We have now made critical changes in both steps.
In the dumping step, we address the triple store from multiple independent threads. This boosts the dumping speed by up to 3 times. How fast you can go depends on different system parameters like memory, number of cores, disk speed, etc. However, a simple metric in the log makes sure that every user can get the most out of his/her system.
Dump time measured for a different number of threads
We have also improved the loading-to-Solr-step in 2 ways. First we parse, prepare and send the dumped data from different threads. Secondly, we store a hashing value of every document and only send that document to Solr when it has been changed. This not only saves bandwidth and CPU cycles, but it also ensures that the Solr does not have to be emptied during the indexing process. The index will not have a downtime and we can avoid working with a (swapping) extra Solr core!

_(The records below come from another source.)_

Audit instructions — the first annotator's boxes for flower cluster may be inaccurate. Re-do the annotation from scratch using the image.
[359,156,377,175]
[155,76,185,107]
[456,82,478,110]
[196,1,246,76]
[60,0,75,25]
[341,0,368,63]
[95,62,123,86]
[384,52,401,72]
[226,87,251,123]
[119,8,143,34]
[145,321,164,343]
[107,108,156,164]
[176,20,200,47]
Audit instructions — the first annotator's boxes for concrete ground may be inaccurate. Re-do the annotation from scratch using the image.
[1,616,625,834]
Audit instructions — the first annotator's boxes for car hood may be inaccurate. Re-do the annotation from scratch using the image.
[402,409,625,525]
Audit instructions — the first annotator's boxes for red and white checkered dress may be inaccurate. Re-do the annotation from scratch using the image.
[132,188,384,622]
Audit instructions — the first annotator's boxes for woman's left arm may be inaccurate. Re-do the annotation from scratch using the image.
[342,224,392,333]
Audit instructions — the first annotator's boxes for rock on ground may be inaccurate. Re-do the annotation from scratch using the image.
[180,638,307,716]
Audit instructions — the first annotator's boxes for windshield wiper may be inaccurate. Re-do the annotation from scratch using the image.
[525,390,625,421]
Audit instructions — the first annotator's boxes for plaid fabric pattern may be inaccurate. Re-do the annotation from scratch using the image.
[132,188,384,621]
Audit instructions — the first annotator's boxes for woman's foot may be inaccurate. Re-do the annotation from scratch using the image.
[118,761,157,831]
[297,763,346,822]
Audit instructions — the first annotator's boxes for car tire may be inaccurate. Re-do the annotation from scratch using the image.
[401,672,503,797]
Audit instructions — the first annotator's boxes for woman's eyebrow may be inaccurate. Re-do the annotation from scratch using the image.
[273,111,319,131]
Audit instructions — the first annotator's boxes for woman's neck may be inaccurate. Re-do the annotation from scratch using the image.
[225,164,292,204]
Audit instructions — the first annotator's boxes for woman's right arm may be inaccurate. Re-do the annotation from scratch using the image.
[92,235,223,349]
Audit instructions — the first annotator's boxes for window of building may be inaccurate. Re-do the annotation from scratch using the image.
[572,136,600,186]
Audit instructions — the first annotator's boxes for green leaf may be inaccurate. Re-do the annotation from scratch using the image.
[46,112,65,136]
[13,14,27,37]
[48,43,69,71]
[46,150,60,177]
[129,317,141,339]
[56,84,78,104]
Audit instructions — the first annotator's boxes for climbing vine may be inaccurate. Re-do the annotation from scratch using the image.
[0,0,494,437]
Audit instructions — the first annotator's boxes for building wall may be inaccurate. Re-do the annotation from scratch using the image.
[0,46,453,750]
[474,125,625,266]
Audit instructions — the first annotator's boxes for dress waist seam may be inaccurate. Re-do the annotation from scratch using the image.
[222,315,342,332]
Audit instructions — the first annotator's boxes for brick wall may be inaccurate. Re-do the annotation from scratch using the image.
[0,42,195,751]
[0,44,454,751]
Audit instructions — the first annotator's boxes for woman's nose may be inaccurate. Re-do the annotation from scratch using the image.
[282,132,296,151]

Load time measured for a different number of threads
By combining these efforts, we have succeeded in reducing the total indexing time for our own production environment from more than 40h to a staggering 15h! This means that the waiting time for indexing is substantially reduced and updated data will appear faster in your DISQOVER.
Within the next few weeks, we will release version 2.05 which contains this huge improvement. This will enable all our standalone customers to experience the benefits of this on their own system. For all you data scientists out there: all the technical ‘nuts and bolts’ are clearly explained in the manual.